Примяв снег, он ссыпал бумаги в ямку и забросал их ветками. Уйдя на несколько шагов, он снова испугался и повернул назад. Вокруг по-прежнему никого не было, Петр одну за другой зажигал спички, пока не занялось. Язычки огня едва поплясали, вдруг вспыхнуло разом так, что пламя метнулось выше кустов, а его опалило жаром. Бумаги горели долго, он ворошил их палкой, искры и пепел летели вверх и опадали на почерневший снег рядом, а когда потухло, темнота обступила со всех сторон, только высоко в небе льдисто мерцали звезды.
Перед тем, как подойти к станции, Петр долго оттирал снегом лицо и руки, ему чудилось, что сажа и копоть намертво въелись в кожу, и все это увидят. Однако на перроне почти никого не было. Петр доехал до Финляндского вокзала и, смешавшись с редкой толпой, дошел до остановки. Двенадцатый подошел удивительно быстро, он вскочил в него в последний момент, когда троллейбус почти тронулся.
- Тебе звонили из Москвы: у них кто-то в командировке, и завтра ты должен быть в Смольном, вот, я все записала, - сказала Катя, как только он вошел в квартиру.
В последнее время Рубашкин печатался, где только мог, и даже стал внештатным корреспондентом трех центральных изданий, в том числе профсоюзной газеты "Труд". Начальник ее Ленинградского корпункта Петя Котов хорошо относился к Рубашкину и очень помогал. Уезжая в командировку, он, видимо, дал редакции рубашкинский телефон, и завтра в двенадцать надо было придти в Смольный на встречу Гидаспова с журналистами
- Толковая у меня жена, - сказал Петр, прочитав записку.
- Только муж - бестолочь, - скривилась Катя. - Работу бросил, болтаешься, черт знает где, и черт знает с кем.

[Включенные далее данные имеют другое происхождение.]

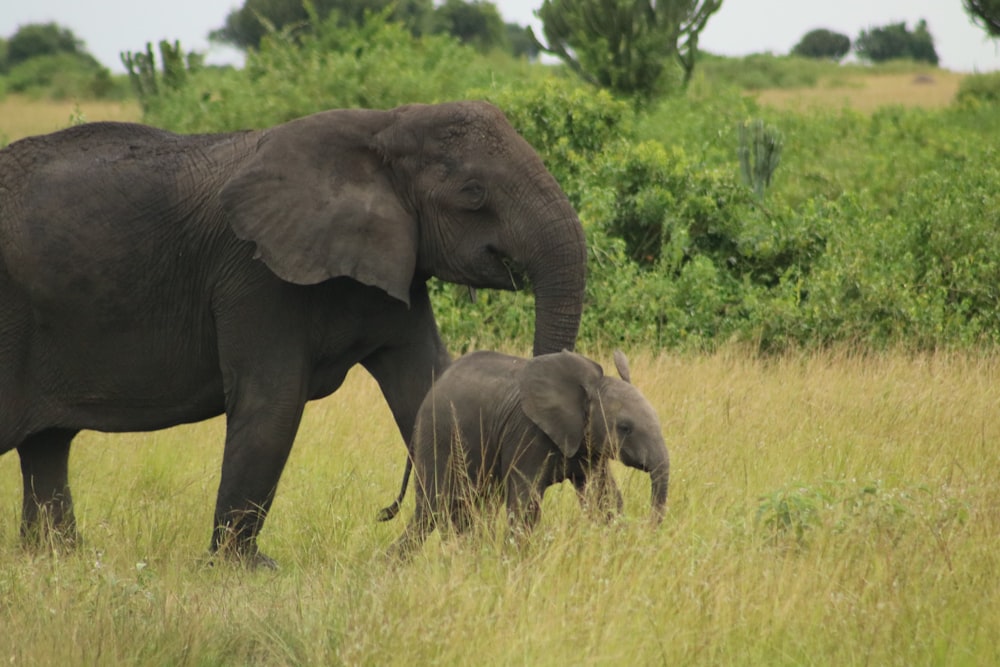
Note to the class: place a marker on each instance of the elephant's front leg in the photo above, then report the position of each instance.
(598, 493)
(47, 510)
(266, 385)
(261, 427)
(406, 367)
(524, 505)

Денег не дождешься, и, если бы не папа...
- Давай съездим в гости к Ире, которая биологии учит, - прервал ее Рубашкин.
- Не учит, а преподает, - поправила Катя, но все же пошла звонить. Поговорив, удивилась: "Ее Ваня сказал, что еще сегодня тебя ждал. Какие у тебя с ним дела? Он же горький пьяница! И как в милиции таких держат?"
- Ты все время говоришь, что мы никуда не ходим, никого не видим, что подруги обижаются, - возразил Петр, еще в поезде решив ничего не рассказывать жене. - А Ваня - нормальный мужик, я, может быть, о нем статью напишу.
- Для тебя любой, кто бутылку заглотит - нормальный, - огрызнулась Катя, но было заметно, что она не сердится.
- Пойдем спать, мне завтра в Обком с утра, - Петр почувствовал усталость, глаза слипались.
- В десять часов спать? Я лучше телевизор посмотрю!
Выключив свет и укрывшись еще не согревшимся одеялом, Петр заставил себя не думать о случившимся. "Если пригласили в Обком, значит сегодня не придут, а после образуется", - успокаивая себя, подумал он и вскоре уснул.
* * *
За ночь выстудилось ниже двадцати пяти градусов. Низкое бордовое солнце едва просеивалось сквозь колющую морозом мглу, клубы дымного пара выталкивались из закоптелых труб и стлались над стылым городом. От остановки на углу Суворовского до входа в Смольный было с полкилометра, но Рубашкин едва отдышался в теплом холле, где уже толпились озябшие журналисты. Со многими Петр уже встречался раньше, хотя до сих пор смущался - ему было неловко среди знаменитых.
- А ты сегодня кого представляешь? - заметив Рубашкина, спросил Юра Трефилов из "Ленправды"
- Сегодня - от "Труда", - пожимая руку желчному Сергею Краюхину, ответил Рубашкин.